A new family of load cells from Measurement Specialties will allow design engineers to use direct force measurement in many OEM applications where the technology had previously been too expensive. Microfused™ load cells are manufactured at a fraction of traditional cost, allowing pricing as low as US$5 each for high volume orders.
The new sensors are made by fusing silicon strain gages at high temperature with inorganic glass to the load-measuring member. The glass bonding process eliminates the instabilities associated with conventional epoxy bonded strain gages, creating a more durable and stable sensor. Long term drift totals only 1% over the first 12 months and another 1% over the life of the sensor. This stability enables their use in long-lasting consumer products without the need for recalibration.
Medical, Consumer, Automotive and Industrial Applications
Medical applications include physical therapy machines, hospital gas systems and detection of potentially dangerous occlusions in infusion tubes. Consumer applications include appliance load/unbalance sensing, food weighing and equipment controls. Automotive applications include seat occupancy detection and force-driven system controls. Industrial applications include hoist and winch loads, assembly line forces and robotics end effectors.
The load cells feature low deflection and inherently low mass, which enables optimized response time, superior low-end resolution and essentially unlimited fatigue life expectancy.
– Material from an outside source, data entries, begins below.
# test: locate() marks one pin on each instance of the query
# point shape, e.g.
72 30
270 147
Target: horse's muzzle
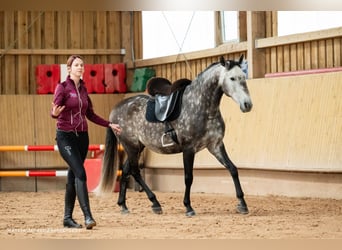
246 107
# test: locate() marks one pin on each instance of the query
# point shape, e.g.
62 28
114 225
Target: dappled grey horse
198 125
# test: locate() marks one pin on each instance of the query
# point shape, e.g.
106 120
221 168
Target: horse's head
233 83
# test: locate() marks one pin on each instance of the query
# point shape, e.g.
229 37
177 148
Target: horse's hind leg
156 207
123 188
188 162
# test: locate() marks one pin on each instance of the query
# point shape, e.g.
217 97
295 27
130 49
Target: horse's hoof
124 210
242 209
190 213
157 210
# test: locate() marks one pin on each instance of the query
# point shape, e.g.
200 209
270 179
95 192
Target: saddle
165 103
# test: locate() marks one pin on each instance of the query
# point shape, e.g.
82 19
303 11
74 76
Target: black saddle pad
150 111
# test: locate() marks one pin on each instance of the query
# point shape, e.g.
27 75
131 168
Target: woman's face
77 68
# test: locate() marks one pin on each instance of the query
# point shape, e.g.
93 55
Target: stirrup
166 144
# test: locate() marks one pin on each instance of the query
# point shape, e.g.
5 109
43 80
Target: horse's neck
205 90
Microfused load cells have been tested to greater than ten million cycles with no indication of fatigue failure.
Four standard compression packages can be used “off the shelf” or as templates from which to begin the customization process with worldwide support from Measurement Specialties engineers. Standard ranges from 750 gmf (1.5 lbf) to 10 KN (2,000 lbf) are offered with either unamplified millivolt or amplified outputs.
Measurement Specialties, Inc., designs and manufactures a wide variety of sensors and transducers that measure pressure, force, vibration, position, humidity and temperature.